To me, home improvement is ever a mystery

March 22, 2004

"Have you got a moment?" "No." It's funny how I can say "no," but she seems to hear me say "yes." I've never fathomed this. I thought the two words had opposite meanings.

"It'll only take a second or two. Come and see what I've done."

Perhaps it's because writing is a notably silent business, and this invites the assumption that certain indications - long silences, extended gazing into space, and pronounced inactivity in the finger/keyboard department - must mean one is doing nothing. I admit: It is hard to tell.

So, with a certain grumblement and mutteration, I heave myself out of my chair and follow her into ... well, it might be the hall, it might be the spare bedroom, it might be the sitting room, the kitchen, the bathroom. I am never quite sure.

"Do you like it?" she asks, and I survey the room in question in a game of "Spot the Difference." The trouble is, I very often don't spot the difference. She watches me struggle, smiling tolerantly at my typically male lack of observation.

Finally, I admit my hopelessness (easier than fighting it). "OK, I give up. I can't see anything."

At this juncture, I feel that I might be let off the hook. But no; the game is afoot, and I am not to be excused so lightly.

"Keep looking! Can't you see it?"

I shake my head sadly, with a slight laugh. "Give us a hint. Is it on a table? On a shelf? By the window?" And then, sometimes, it dawns on me. Or I think it has. "You've moved that armchair," I hazard.

"No. The armchair is exactly where it has been since January. Look again."

"The lamp on the side table?"

"Oh, honestly! No!"

And so it goes. Sometimes I do actually get it right at last. A candle, a vase, a three-seater settee has changed position or vanished. More often, though, she ends up telling me - with a suggestion of triumph. "The yucca by the TV! I've removed it!"

Pause.

"There was a yucca by the TV?"

"Only since 1993." Another pause. "I thought," she resumes, "it really was crowding things. What do you think? Better without it, isn't it?"

This is a tricky. If I say, "Much better," she is disinclined to believe me - since I had failed to notice the yucca's presence for a decade. Similarly, if I say "Oh, I don't know, I was rather fond of that yucca," my credibility may be even more suspect. On the other hand, I do have to say something. A writerly silence will not suffice. So I try something like, "Now that you point it out, yes, it does seem altogether airier somehow. Good idea." And I try to head back to my keyboard.

"You're just saying that," she says. And then: "Do you really think it's better?"

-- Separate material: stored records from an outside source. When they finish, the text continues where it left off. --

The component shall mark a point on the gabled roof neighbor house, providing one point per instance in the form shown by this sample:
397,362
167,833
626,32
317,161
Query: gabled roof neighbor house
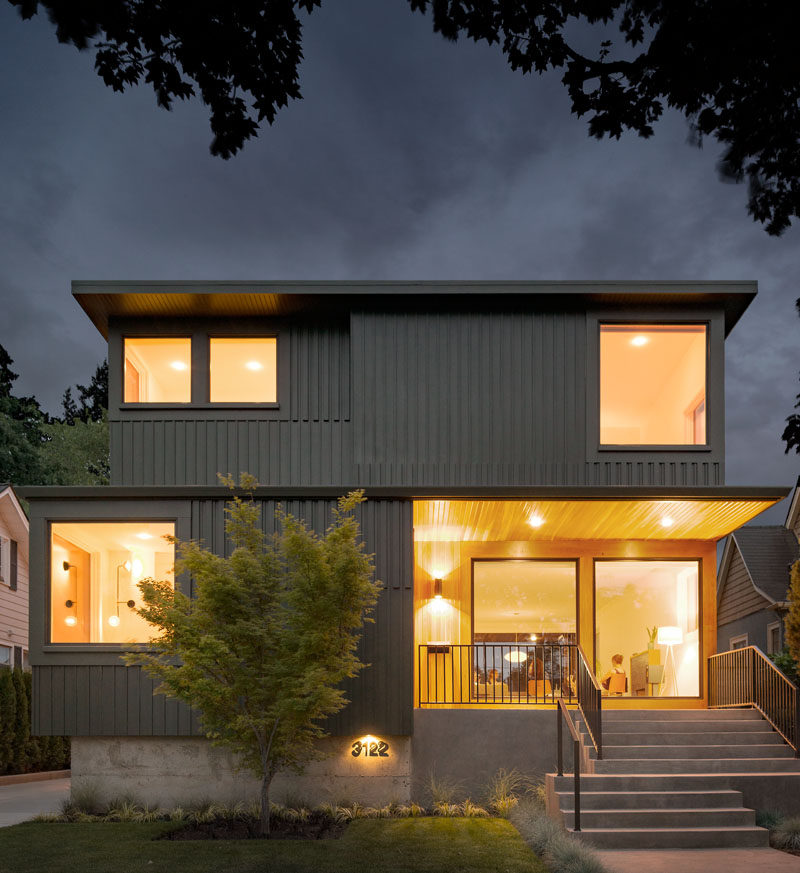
544,467
13,580
752,600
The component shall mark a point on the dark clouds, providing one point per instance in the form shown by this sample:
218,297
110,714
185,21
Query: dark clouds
409,157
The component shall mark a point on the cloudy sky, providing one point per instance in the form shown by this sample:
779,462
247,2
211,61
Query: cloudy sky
408,158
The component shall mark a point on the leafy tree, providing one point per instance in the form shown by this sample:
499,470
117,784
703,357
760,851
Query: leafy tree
77,453
268,637
791,433
792,621
730,66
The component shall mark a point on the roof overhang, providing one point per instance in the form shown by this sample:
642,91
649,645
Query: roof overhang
569,512
103,301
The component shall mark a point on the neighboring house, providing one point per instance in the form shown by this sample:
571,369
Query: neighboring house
544,468
754,581
13,581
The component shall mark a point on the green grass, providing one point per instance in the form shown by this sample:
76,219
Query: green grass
410,845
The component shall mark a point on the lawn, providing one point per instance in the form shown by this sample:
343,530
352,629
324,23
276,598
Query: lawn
409,845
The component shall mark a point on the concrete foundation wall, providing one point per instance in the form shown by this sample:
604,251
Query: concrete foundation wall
471,745
175,771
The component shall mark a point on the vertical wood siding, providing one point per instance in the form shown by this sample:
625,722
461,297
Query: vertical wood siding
111,700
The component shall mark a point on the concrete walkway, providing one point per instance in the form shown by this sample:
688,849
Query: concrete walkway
698,861
27,799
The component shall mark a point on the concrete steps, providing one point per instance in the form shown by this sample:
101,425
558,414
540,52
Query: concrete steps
664,779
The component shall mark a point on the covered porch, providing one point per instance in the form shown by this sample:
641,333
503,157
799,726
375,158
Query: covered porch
521,602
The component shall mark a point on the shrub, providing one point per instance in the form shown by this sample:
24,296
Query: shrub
787,834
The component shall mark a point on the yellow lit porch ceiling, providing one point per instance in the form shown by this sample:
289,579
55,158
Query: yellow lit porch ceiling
590,519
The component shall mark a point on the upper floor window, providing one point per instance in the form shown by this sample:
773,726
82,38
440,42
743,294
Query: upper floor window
158,370
243,370
95,568
653,384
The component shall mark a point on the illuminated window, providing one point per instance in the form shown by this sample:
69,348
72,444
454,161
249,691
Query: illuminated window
94,571
243,370
647,612
158,370
652,384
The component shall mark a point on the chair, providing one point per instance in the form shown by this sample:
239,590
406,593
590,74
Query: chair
617,683
539,688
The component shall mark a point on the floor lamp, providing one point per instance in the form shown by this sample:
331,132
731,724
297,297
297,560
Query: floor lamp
670,636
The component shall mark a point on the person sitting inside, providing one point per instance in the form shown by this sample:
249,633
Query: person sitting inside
615,681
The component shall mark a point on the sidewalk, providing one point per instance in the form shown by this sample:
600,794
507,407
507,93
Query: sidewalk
25,800
698,861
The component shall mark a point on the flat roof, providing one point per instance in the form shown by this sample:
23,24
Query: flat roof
102,301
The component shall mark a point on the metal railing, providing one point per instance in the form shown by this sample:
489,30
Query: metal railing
498,673
590,701
564,716
747,677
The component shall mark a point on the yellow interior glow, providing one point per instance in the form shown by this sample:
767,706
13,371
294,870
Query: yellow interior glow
157,370
243,370
106,560
652,384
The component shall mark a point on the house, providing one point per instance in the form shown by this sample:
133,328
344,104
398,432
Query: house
544,467
753,583
13,580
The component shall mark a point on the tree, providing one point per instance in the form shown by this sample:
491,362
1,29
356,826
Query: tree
270,634
791,433
792,621
730,66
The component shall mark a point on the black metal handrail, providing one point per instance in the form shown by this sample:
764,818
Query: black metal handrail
590,701
747,677
564,716
488,674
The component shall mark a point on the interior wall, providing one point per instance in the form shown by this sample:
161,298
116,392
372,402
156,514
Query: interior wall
449,620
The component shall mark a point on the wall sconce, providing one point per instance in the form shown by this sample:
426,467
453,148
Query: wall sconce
114,620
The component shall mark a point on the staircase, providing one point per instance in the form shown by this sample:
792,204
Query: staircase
665,779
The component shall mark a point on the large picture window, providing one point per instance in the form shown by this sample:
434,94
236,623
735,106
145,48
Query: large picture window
95,568
157,370
243,370
647,626
653,384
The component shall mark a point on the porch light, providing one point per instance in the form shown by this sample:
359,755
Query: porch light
670,636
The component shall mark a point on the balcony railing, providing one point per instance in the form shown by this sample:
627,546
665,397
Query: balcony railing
495,673
746,677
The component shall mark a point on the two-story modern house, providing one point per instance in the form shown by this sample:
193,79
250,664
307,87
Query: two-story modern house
544,471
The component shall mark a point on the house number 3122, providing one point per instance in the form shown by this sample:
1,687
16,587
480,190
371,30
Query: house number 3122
373,749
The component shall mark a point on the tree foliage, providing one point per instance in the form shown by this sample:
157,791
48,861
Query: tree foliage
729,66
38,449
792,621
271,632
791,433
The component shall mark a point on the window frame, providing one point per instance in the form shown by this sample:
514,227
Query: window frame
150,404
182,581
714,447
774,625
200,356
701,660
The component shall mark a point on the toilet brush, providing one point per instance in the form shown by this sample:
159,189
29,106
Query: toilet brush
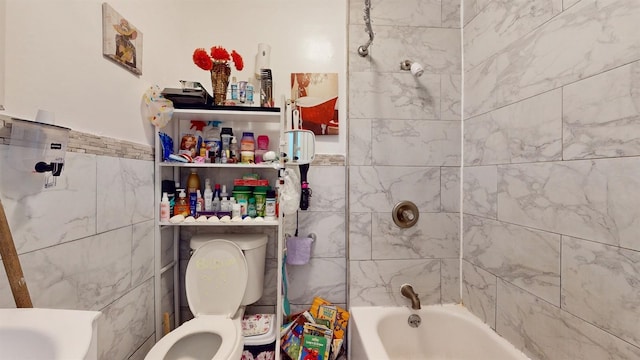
11,264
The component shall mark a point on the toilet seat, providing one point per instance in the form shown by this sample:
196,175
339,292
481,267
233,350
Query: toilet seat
215,283
229,330
216,279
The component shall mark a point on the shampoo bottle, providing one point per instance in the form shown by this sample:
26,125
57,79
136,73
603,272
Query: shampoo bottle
193,182
208,196
216,198
165,209
182,205
199,202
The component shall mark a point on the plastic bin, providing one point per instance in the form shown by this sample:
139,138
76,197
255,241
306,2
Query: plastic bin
261,346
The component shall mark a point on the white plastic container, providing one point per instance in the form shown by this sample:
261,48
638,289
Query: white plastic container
262,345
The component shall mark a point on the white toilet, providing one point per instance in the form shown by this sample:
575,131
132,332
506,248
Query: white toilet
225,273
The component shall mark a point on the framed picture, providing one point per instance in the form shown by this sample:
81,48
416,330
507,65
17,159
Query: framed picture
121,41
316,99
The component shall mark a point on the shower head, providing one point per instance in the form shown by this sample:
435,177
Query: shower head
415,68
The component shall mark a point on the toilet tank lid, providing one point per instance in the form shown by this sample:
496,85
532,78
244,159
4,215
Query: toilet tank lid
244,241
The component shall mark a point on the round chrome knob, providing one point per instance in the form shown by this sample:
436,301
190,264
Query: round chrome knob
405,214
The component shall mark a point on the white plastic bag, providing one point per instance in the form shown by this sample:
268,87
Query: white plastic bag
155,107
290,193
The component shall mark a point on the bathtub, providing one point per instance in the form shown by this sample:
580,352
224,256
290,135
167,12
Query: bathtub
446,332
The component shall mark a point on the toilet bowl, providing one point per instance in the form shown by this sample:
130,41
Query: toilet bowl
215,282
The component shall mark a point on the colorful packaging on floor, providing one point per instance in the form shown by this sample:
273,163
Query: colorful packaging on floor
259,333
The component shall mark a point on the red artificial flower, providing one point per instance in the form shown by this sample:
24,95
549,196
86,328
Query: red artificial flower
237,60
202,59
218,53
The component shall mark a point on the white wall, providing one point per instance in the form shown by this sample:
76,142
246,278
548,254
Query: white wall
54,55
2,51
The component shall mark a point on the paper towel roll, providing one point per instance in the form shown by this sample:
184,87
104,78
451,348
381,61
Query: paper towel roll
47,117
263,57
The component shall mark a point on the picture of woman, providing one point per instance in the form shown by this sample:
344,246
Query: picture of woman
121,41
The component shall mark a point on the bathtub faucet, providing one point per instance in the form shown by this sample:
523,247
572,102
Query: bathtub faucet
407,291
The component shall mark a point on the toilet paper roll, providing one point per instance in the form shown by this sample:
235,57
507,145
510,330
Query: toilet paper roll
263,58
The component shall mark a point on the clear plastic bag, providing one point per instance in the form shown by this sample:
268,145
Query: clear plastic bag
290,193
155,107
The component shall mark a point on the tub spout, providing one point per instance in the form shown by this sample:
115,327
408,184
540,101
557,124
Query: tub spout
407,291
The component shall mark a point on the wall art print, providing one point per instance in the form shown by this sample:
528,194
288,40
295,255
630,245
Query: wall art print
316,98
121,41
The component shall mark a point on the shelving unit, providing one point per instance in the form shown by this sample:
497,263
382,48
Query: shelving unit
268,121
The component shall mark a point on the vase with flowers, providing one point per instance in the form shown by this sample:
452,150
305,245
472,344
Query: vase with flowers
217,62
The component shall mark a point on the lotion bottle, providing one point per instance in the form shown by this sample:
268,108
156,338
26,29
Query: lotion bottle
165,209
208,196
182,205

Actually, I do care. I enjoy the careful orderliness of our house. But (call me old-fashioned) I have long ago concluded that her pleasure in this felicitous arrangement and refinement of every room in our house, except my study - my cave - is all hers. I have once or twice dared to move a piece of pottery or put the soup spoons in an unprecedented part of the drawer, but I've never been able to get away with it. "The soup spoons are in the wrong place," I am quickly informed. "Why?"

It's a hard question to answer, the "wrong place" question, though very occasionally I have argued that my minor re-arrangement is actually better. Even more occasionally, she has agreed. But then she is the one who watches TV programs about house design and decoration and therefore is the one most likely to be an expert around here.

All the same, I am a little puzzled. By two things. The first is that for many years, once things like furniture are positioned, or a picture hung (usually after much cogitation, and, admittedly, some discussion), such features used to remain where they were more or less permanently. But recently, one never quite knows when something is going to be altered, moved, or relegated to storage or dump.

The second puzzlement is that I observe a distinct process of minimalization in the air. Where there were once two or three objects on a surface - cushions on a sofa or plants in a room - there are now one or two. It's quite subtle, but each weekend I am introduced to the decisive exile of some familiar object or other, and a new spaciousness resulting.

I am aware that this is not entirely new. A substantial selection of my bottle collection was long ago wrapped in newspaper, boxed, and rehoused in the cellar. There is nothing personal about this. She culls her collection of stuffed toy animals periodically, too.

Nevertheless, she and I differ in this respect. Someone once asked me why, to make much-needed shelf space, I didn't sell some of my books and catalogs. Not to appear obstinate, I went through them all with a fine-toothed comb. I found just one catalog I felt I might part with - and that was a by-mistake duplicate. I couldn't part with a single book. You just never know when they might be useful. My study, therefore, is the one place in which there is more clutter than air.

So when she is working hard at something, it is more than rare for her to be interrupted by someone else saying, "Have you got a moment? I want you to come and see what you think about a space I've made on a bookshelf by dispensing with one of my books." I just can't see this happening, somehow.